James McCusker

James McCusker

Negative interest rates could be coming to U.S.

  • By James McCusker
  • Thursday, February 4, 2016 1:42pm
  • Business

Japan’s central bank has implemented a negative interest rate in an effort to lift that nation’s economy out of its lethargy. This has sent economists around the globe reaching for their history books to re-examine negative interest rates as an economic phenomenon as well as a monetary policy.

It’s a history that has its quirks and interesting side roads, certainly. One of them involved the use of cash machines.

The first cash machine in the United States, for example, was installed in 1969. Five years later Seattle First National Bank, at that time the largest bank in the state, introduced its first Automated Teller Machine (ATM) at one of its downtown banking locations. Several other ATMs were also installed and then the bank strategists waited to see if customers liked them.

The bank believed that people would use the machines if they found themselves needing cash during non-business hours. Credit cards were not in as near-universal use as they are today, and many restaurants, bars, shops and, especially, taxicabs, did not accept them, especially for smaller amounts.

The bank expected that there would be substantial withdrawals of cash, then, and to prepare for this the small teams of bankers that had been deployed on standby to repair any malfunctioning ATMs also were supplied with plenty of U.S. currency to refill the cash machine’s dispensing mechanism.

The response teams had plenty to do, at first, since the new machines were, well, new machines, and could be a little cranky. Both customers and machines soon got used to each other, though, and the number of repair calls dropped off dramatically.
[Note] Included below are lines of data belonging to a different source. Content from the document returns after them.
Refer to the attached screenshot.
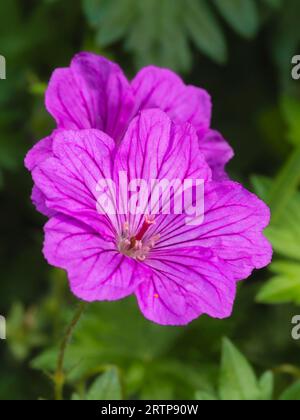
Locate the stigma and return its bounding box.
[118,215,160,262]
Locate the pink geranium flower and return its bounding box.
[27,110,272,325]
[26,52,233,216]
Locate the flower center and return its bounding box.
[118,216,160,261]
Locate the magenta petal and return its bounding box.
[199,130,234,181]
[44,215,147,302]
[25,136,53,171]
[132,66,212,131]
[25,136,55,217]
[115,109,211,181]
[154,181,272,280]
[46,52,134,140]
[136,248,236,325]
[32,130,115,235]
[31,185,56,217]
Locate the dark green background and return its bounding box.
[0,0,300,399]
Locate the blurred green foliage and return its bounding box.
[0,0,300,400]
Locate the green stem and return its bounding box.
[268,144,300,223]
[54,302,87,401]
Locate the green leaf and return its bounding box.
[281,96,300,145]
[256,261,300,304]
[258,371,274,401]
[214,0,259,38]
[267,143,300,222]
[195,391,218,401]
[280,381,300,401]
[84,0,135,47]
[86,368,122,401]
[264,0,282,10]
[219,339,260,401]
[184,0,227,63]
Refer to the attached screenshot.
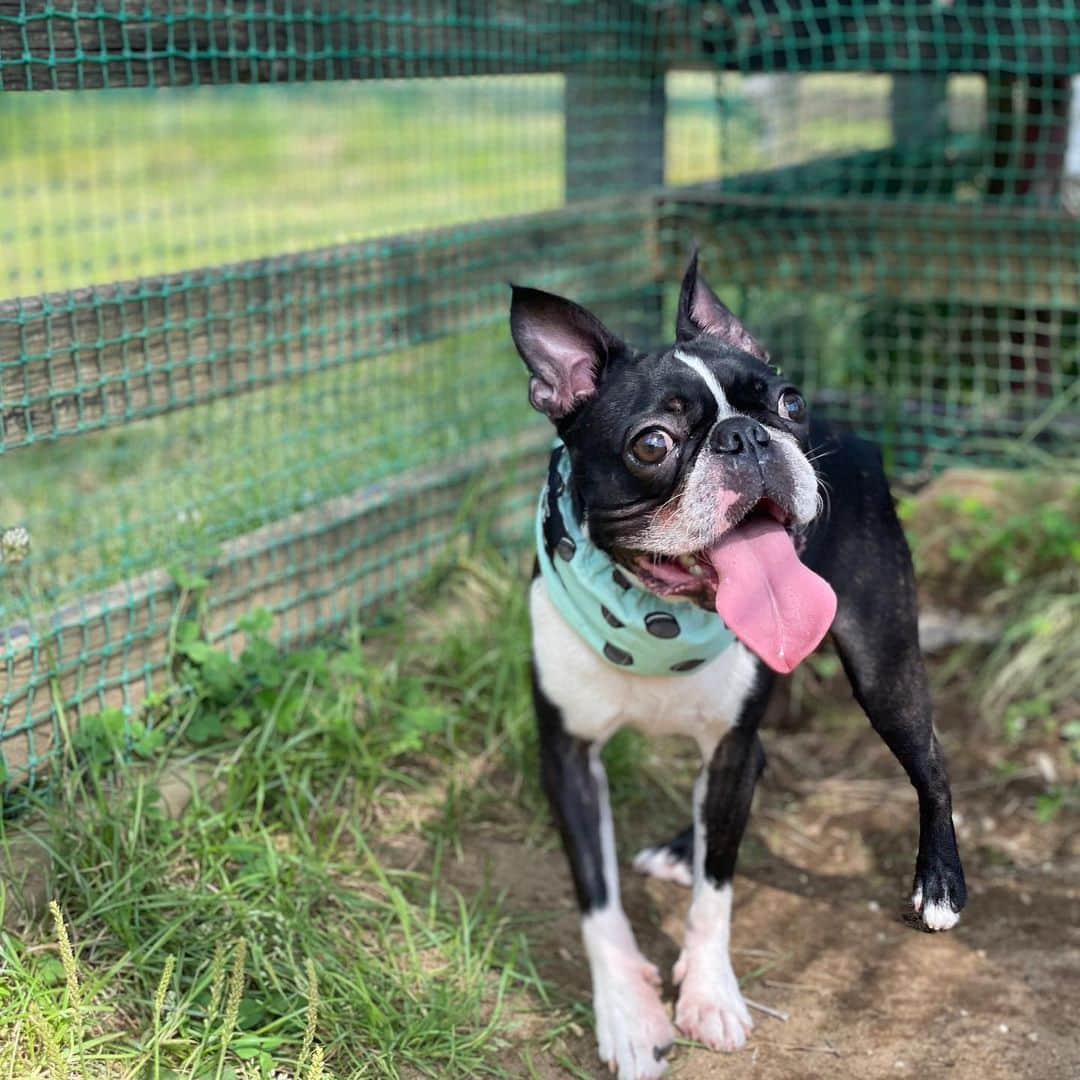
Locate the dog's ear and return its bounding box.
[510,285,624,420]
[675,251,769,364]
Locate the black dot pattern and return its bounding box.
[645,611,679,637]
[600,604,626,630]
[604,642,634,667]
[672,660,705,672]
What the teams almost never received were calls to replenish the cash dispensing mechanism. In fact, just the opposite was happening. Unexpectedly, the machines were taking in far more cash than they gave out.

Further investigations revealed that the primary motive for night-time usage was the need for safe-deposit facility where individuals or small businesses who regularly did business on a cash basis could safely park their accumulated revenue. Some, perhaps many, of these early adopters were entrepreneurs and workers in industries not normally the focus of banks’ marketing efforts and reflected the seedier and often dangerous dimension of downtown life after dark. During the night, these “early adopters” of the new technology were using the machines to deposit cash rather than withdraw it, paying a fee, essentially negative interest, for the service. (Some years later, some of these same groups quickly grasped the value of cell-phone technology and would become early adopters there as well.)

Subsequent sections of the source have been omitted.